While these stories were being discussed, other groups focused on interoperability. The touchstone example was email. We take it for granted that many kinds of email clients can work with many kinds of email servers. Clearly annotation clients and servers should work the same way. The W3C’s Web Annotation Working Group has laid a good foundation that defines a basic data model for annotations, and an API for exchanging them. To flesh out basic interop, we’ll also need to define how users authenticate, discover annotation layers, and carry individual and group identities across systems.

In the scholarly world, of course, annotation will often require precision and semantic richness that we don’t expect in email. How will we relate annotations to domain-specific ontologies? We can’t expect to standardize semantics anytime soon. But we can design for progressive enhancement and graceful degradation. In a conversation between an enhanced client and an enhanced server, annotations about a gene sequence may convey meaning that’s unintelligible to basic clients and servers. That’s OK so long as all clients and servers can exchange basic annotations and none are confused by enhancements.

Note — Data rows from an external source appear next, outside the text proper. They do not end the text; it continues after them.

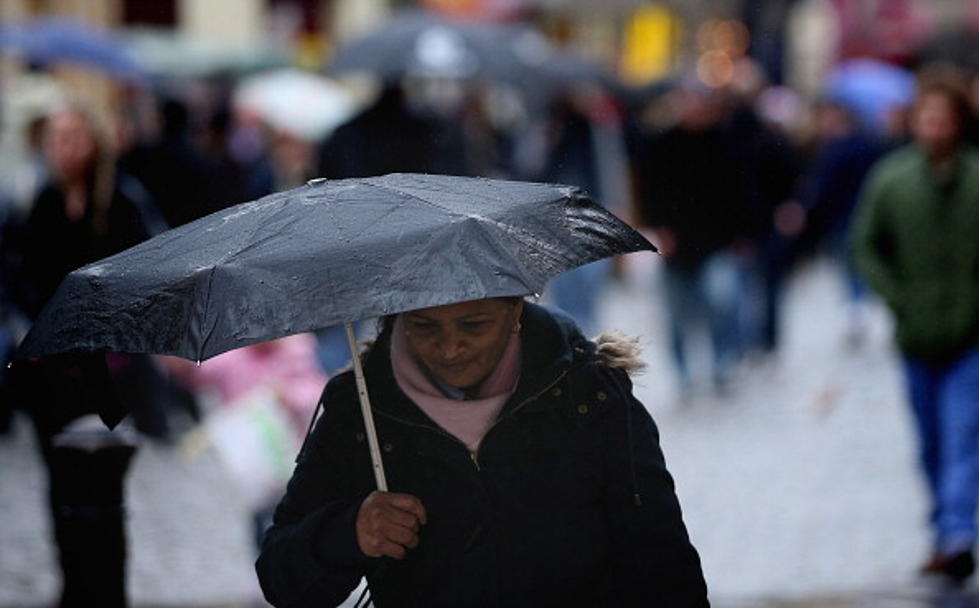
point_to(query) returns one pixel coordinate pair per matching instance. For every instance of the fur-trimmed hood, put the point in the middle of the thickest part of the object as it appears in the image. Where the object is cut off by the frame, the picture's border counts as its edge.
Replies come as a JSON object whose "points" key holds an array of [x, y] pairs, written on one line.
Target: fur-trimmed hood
{"points": [[618, 350]]}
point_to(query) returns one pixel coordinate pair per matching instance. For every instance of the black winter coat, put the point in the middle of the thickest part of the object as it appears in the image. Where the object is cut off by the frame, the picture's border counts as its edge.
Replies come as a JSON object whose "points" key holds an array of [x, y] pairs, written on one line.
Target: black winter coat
{"points": [[545, 514]]}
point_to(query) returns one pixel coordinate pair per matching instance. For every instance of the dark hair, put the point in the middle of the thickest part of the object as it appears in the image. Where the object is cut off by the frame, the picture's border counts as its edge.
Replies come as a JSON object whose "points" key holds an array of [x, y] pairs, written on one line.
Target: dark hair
{"points": [[953, 92], [386, 323]]}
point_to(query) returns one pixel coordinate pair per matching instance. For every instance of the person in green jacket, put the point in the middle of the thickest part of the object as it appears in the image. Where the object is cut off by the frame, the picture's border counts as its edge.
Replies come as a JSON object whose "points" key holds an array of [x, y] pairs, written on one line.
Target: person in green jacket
{"points": [[916, 241]]}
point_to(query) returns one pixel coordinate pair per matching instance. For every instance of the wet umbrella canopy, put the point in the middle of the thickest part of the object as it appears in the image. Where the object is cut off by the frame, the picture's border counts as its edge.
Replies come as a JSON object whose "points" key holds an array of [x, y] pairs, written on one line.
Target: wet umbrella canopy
{"points": [[322, 254], [326, 253]]}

Brooks Hanson, Director of Publications for the American Geophysical Union, summed up the day with a list of goals for a scholarly annotation layer:

  • It must be built on an open but standard framework that enables global discovery and community enrichment.
  • It must support granular annotation of elements in all key formats, and across different representations of the same content (e.g. PDF vs HTML).
  • There must be a diversity of interoperable annotation systems.
  • These systems must be fully accessible to humans, who may need assistance to use them, and machines that will use APIs to create and mine annotations.
  • It must be possible to identify people, groups, and resources in global ways, so that sharing, discovery, and interconnection can span repositories and annotation services.

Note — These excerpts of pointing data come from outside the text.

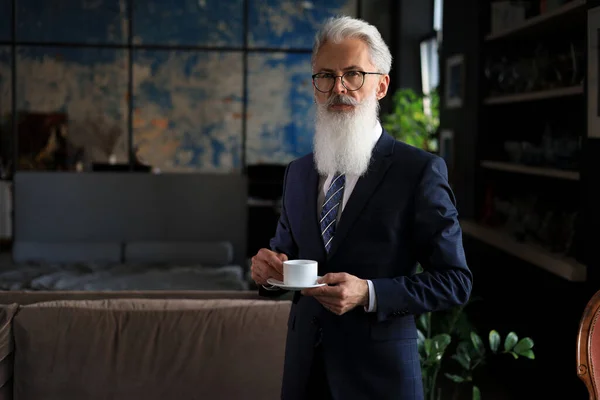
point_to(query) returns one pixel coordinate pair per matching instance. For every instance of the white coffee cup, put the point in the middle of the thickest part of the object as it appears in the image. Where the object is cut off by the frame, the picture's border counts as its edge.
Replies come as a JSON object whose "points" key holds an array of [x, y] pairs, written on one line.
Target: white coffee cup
{"points": [[300, 272]]}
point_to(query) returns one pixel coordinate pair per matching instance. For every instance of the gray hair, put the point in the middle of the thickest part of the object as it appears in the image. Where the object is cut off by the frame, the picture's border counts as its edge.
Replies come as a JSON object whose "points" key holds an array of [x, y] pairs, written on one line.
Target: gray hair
{"points": [[336, 29]]}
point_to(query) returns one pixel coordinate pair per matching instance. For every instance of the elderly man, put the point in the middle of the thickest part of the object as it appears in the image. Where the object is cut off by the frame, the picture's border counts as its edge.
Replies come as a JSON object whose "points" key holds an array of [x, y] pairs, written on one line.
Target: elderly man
{"points": [[369, 209]]}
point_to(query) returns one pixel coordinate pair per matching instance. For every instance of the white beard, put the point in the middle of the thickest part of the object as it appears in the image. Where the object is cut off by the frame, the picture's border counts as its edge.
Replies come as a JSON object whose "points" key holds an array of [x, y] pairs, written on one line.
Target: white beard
{"points": [[343, 140]]}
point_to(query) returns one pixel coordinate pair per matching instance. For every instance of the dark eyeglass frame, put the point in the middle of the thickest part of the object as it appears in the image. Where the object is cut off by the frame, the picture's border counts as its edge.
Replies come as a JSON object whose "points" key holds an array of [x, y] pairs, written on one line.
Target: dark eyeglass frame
{"points": [[330, 75]]}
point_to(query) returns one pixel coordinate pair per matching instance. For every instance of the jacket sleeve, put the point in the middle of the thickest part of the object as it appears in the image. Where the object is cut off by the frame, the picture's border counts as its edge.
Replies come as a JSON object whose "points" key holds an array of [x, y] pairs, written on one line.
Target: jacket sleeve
{"points": [[446, 280], [283, 241]]}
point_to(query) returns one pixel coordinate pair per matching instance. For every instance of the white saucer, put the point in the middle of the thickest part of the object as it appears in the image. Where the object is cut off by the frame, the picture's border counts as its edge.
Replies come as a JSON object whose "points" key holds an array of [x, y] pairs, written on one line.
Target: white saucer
{"points": [[282, 285]]}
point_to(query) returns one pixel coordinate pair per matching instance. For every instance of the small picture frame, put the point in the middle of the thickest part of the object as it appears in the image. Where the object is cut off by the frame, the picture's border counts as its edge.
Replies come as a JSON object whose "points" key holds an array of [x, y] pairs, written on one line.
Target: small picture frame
{"points": [[455, 81], [446, 147]]}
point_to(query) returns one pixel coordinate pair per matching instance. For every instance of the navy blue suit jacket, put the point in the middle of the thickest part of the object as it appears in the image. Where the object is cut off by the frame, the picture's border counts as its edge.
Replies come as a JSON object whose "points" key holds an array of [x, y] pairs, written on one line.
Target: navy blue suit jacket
{"points": [[402, 211]]}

These are lofty goals. The energy and buzz in the room, all day long, reflected a shared sense that they are achievable, and that we’ve made demonstrable progress. What’s next? A number of subgroups talked about trials and prototypes. We’ll track those here as they emerge. Dr. Maryann Martone will be providing an update on the coalition’s progress to-date at the I Annotate conference. Interested parties can join the coalition working group to monitor progress. Meanwhile, we’ll keep doing our part to help bring an ecosystem of scholarly annotation to fruition.